No fim, Sansa sonsa, torna-se rainha de Winterfell, pois "convence" seu irmão Bran da importância do norte independente. Arya Stark vai em busca de novas terras ao oeste, ao menos uma conclusão válida para sua personagem. Jon volta para a Patrulha da Noite e depois segue com os selvagens para o norte do norte, e os 6 reinos passam a ser governados por Bran, o quebrado, e os coadjuvantes da série, como Brienne de Tarth, Sor Davos Seaworth, Samwell Tarly, Sor Bronn (aquele mercenário que lucrou com as guerras em geral) e claro Tyrion, cúmplice de regicídio.

Análise Final

Aproveitando que tinha maratonado a série enquanto via a última temporada, fiz esse resumo da trajetória da Daenarys Targaryen para demonstrar a incoerência da conclusão que deram para a personagem e também a fim de fazer um descarrego da irritação que o final da série me provocou. A questão nem é o fato da principal protagonista da série ter morrido. Em outras séries muito boas, como Breaking Bad, para citar um exemplo, o protagonista morre no final, mas toda sua trajetória, durante os episódios exibidos, leva naturalmente a essa possibilidade. Sua morte foi coerente com o estilo de vida do personagem, uma conclusão totalmente verossímil. Poderia citar outras.

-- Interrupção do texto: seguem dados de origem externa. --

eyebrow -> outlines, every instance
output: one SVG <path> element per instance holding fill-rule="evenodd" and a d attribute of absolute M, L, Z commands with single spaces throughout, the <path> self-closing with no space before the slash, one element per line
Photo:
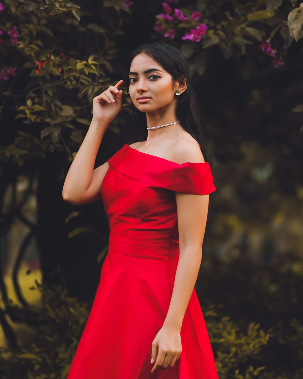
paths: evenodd
<path fill-rule="evenodd" d="M 148 72 L 151 72 L 153 71 L 159 71 L 161 72 L 163 72 L 162 70 L 159 70 L 159 69 L 149 69 L 148 70 L 145 70 L 145 71 L 143 71 L 143 74 L 148 74 Z M 133 71 L 130 71 L 128 73 L 129 75 L 137 75 L 137 72 L 134 72 Z"/>

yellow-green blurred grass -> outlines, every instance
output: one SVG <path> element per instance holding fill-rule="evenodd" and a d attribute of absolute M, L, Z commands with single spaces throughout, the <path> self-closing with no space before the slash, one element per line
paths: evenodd
<path fill-rule="evenodd" d="M 27 271 L 30 269 L 30 273 L 28 275 Z M 30 289 L 31 287 L 34 285 L 35 279 L 39 282 L 41 282 L 42 273 L 39 269 L 33 269 L 28 263 L 25 262 L 22 263 L 20 267 L 18 275 L 18 282 L 20 286 L 21 293 L 25 301 L 30 304 L 39 305 L 41 300 L 41 293 L 38 291 L 33 291 Z M 12 273 L 8 272 L 4 276 L 3 280 L 6 285 L 9 299 L 11 299 L 13 303 L 18 306 L 22 307 L 17 298 L 12 283 Z M 2 309 L 5 309 L 3 299 L 0 296 L 0 306 Z M 25 323 L 15 323 L 11 321 L 10 318 L 6 316 L 6 321 L 16 332 L 16 336 L 18 338 L 18 335 L 23 335 L 30 332 L 28 326 Z M 0 346 L 7 347 L 7 341 L 5 340 L 2 326 L 0 325 Z"/>

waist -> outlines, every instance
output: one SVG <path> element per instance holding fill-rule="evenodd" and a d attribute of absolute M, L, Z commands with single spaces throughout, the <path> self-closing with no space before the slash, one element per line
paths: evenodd
<path fill-rule="evenodd" d="M 109 233 L 109 255 L 169 260 L 178 260 L 179 251 L 179 241 L 172 238 L 151 241 L 143 239 L 132 240 L 111 232 Z"/>

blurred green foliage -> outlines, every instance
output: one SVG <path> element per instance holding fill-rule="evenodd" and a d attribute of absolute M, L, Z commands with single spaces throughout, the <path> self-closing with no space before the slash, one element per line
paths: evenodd
<path fill-rule="evenodd" d="M 284 271 L 282 262 L 278 273 L 275 268 L 266 270 L 241 259 L 221 265 L 214 260 L 212 265 L 202 283 L 205 287 L 202 293 L 205 291 L 213 298 L 205 298 L 203 294 L 200 298 L 220 379 L 300 379 L 303 374 L 300 363 L 303 354 L 303 324 L 300 321 L 302 310 L 295 296 L 301 293 L 301 276 Z M 235 270 L 239 267 L 244 270 L 246 268 L 245 281 L 241 271 Z M 221 272 L 215 276 L 212 270 Z M 261 278 L 267 276 L 268 283 L 256 282 L 254 273 L 258 270 L 261 271 Z M 277 274 L 286 293 L 291 292 L 293 286 L 297 291 L 293 298 L 283 299 L 283 304 L 279 304 L 278 290 L 272 290 L 271 293 L 268 291 L 269 284 L 270 287 Z M 222 287 L 220 294 L 226 298 L 224 302 L 218 302 L 216 281 L 231 282 L 232 276 L 238 285 L 230 284 L 236 289 L 232 295 L 237 300 L 232 305 L 233 311 L 231 308 L 229 310 L 231 316 L 226 316 L 231 295 Z M 291 276 L 292 281 L 289 280 Z M 41 293 L 43 303 L 40 307 L 32 308 L 32 321 L 34 323 L 30 333 L 20 336 L 22 347 L 15 351 L 0 348 L 2 379 L 64 379 L 87 320 L 92 304 L 68 296 L 61 287 L 49 288 L 35 282 L 32 289 Z M 213 287 L 212 291 L 210 291 Z M 244 294 L 247 295 L 246 302 L 242 301 Z M 257 313 L 265 314 L 259 322 L 254 321 L 256 315 L 253 311 L 247 313 L 248 304 Z"/>
<path fill-rule="evenodd" d="M 11 172 L 12 168 L 21 168 L 33 158 L 45 159 L 48 153 L 65 152 L 68 162 L 72 161 L 89 125 L 93 98 L 115 84 L 128 68 L 122 67 L 124 62 L 117 46 L 137 34 L 137 23 L 131 33 L 125 31 L 131 23 L 130 16 L 140 13 L 139 20 L 144 25 L 137 8 L 141 5 L 147 9 L 145 19 L 152 19 L 157 25 L 152 40 L 169 42 L 179 48 L 188 60 L 191 75 L 195 80 L 204 80 L 200 82 L 205 86 L 204 99 L 214 99 L 215 103 L 216 114 L 205 129 L 213 138 L 217 161 L 225 163 L 218 187 L 220 212 L 214 230 L 216 247 L 223 247 L 225 254 L 223 259 L 212 257 L 208 266 L 205 262 L 198 294 L 219 377 L 301 379 L 303 318 L 299 299 L 303 264 L 302 257 L 298 257 L 301 211 L 297 200 L 303 199 L 303 189 L 298 184 L 293 185 L 287 176 L 291 165 L 286 158 L 292 146 L 281 142 L 274 150 L 272 146 L 260 146 L 256 135 L 265 136 L 273 144 L 278 135 L 283 142 L 292 131 L 291 123 L 278 129 L 277 120 L 281 117 L 278 108 L 283 106 L 289 113 L 303 112 L 303 101 L 297 96 L 301 92 L 301 79 L 295 69 L 298 72 L 301 66 L 298 48 L 294 47 L 302 41 L 303 3 L 168 2 L 181 9 L 187 17 L 185 23 L 176 17 L 170 20 L 157 17 L 161 2 L 156 11 L 156 2 L 144 1 L 130 7 L 123 0 L 82 2 L 81 6 L 80 2 L 68 0 L 3 2 L 0 64 L 2 75 L 7 77 L 0 80 L 1 169 L 5 167 Z M 201 13 L 200 20 L 191 18 L 196 12 Z M 200 41 L 182 39 L 201 22 L 207 29 Z M 169 30 L 174 33 L 173 39 L 165 36 Z M 227 75 L 226 81 L 220 76 L 224 72 L 218 58 L 221 55 L 224 64 L 230 65 L 230 81 Z M 279 76 L 277 73 L 284 69 L 286 76 Z M 294 71 L 293 76 L 289 71 Z M 272 91 L 280 94 L 278 86 L 283 78 L 284 92 L 281 91 L 278 105 L 274 105 L 276 98 L 271 99 L 273 92 L 267 87 L 276 85 L 278 89 L 275 87 Z M 238 83 L 250 80 L 256 83 L 248 95 L 244 87 L 237 89 L 247 100 L 245 106 L 241 103 L 232 106 L 226 87 L 236 88 Z M 109 128 L 113 134 L 120 133 L 129 122 L 130 99 L 127 89 L 123 87 L 122 111 Z M 236 114 L 239 115 L 236 125 Z M 260 114 L 266 120 L 266 130 L 258 123 Z M 250 128 L 254 117 L 257 122 Z M 226 122 L 222 123 L 223 119 Z M 303 125 L 299 131 L 303 131 Z M 292 140 L 298 150 L 298 135 Z M 252 136 L 256 141 L 250 140 Z M 299 169 L 292 174 L 298 177 Z M 84 219 L 73 209 L 66 215 L 66 223 L 71 218 L 71 223 L 75 223 L 68 236 L 78 238 L 87 234 L 91 238 L 83 233 L 91 231 L 86 220 L 84 225 L 81 220 L 76 223 L 79 215 Z M 264 241 L 256 248 L 258 259 L 251 260 L 246 252 L 254 232 Z M 287 259 L 273 252 L 282 244 L 277 241 L 279 236 L 281 241 L 286 235 Z M 230 237 L 235 236 L 237 240 Z M 270 239 L 273 236 L 276 236 L 276 246 Z M 106 250 L 99 253 L 98 262 Z M 55 257 L 55 251 L 53 254 Z M 31 307 L 27 319 L 22 314 L 30 333 L 18 336 L 18 346 L 1 348 L 2 379 L 64 379 L 68 372 L 91 304 L 68 296 L 61 287 L 38 282 L 36 285 L 33 290 L 41 292 L 42 307 Z M 13 308 L 11 313 L 18 314 L 17 307 L 9 306 Z"/>

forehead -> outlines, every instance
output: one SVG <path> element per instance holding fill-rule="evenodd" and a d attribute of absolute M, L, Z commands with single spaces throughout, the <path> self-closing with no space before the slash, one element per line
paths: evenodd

No caso da Daenarys foi bem ao contrário. Repetindo, o caráter empático da personagem aparece já quando ela era só a Khaleesi de Khal Drogo, líder dos dotrakhi, e salva mulheres, de uma aldeia que os dotrakhis saquearam, de estupro e escravidão. Quando se instalou em Meeren, agora já como mãe dos dragões, chegou a prender dois deles nos porões da pirâmide onde vivia porque um camponês disse que eles haviam incinerado sua filha. Quando adquiriu os Imaculados, mandou que matassem todos os mestres de escravos, mas nenhuma criança. Quando voltou à Pedra do Dragão, disse a suas aliadas, como visto anteriormente, que não iria atacar Porto Real diretamente, com seus dragões e poderio bélico, porque não queria ser a rainha das cinzas. E, contrariando suas próprias prioridades, deixou a guerra com Cersei para ir ajudar Jon Snow em sua luta contra o exército do Rei da Noite. E isso já no terceiro capítulo da última temporada. É plausível acreditar, portanto, que praticamente da noite para o dia, Daenarys tenha se transformado de Dr. Jekyll em Mister Hyde, que tenha perdido a empatia pelos inocentes que sempre defendeu? Perdido seu costumeiro senso de justiça?  Essa virada não se sustenta.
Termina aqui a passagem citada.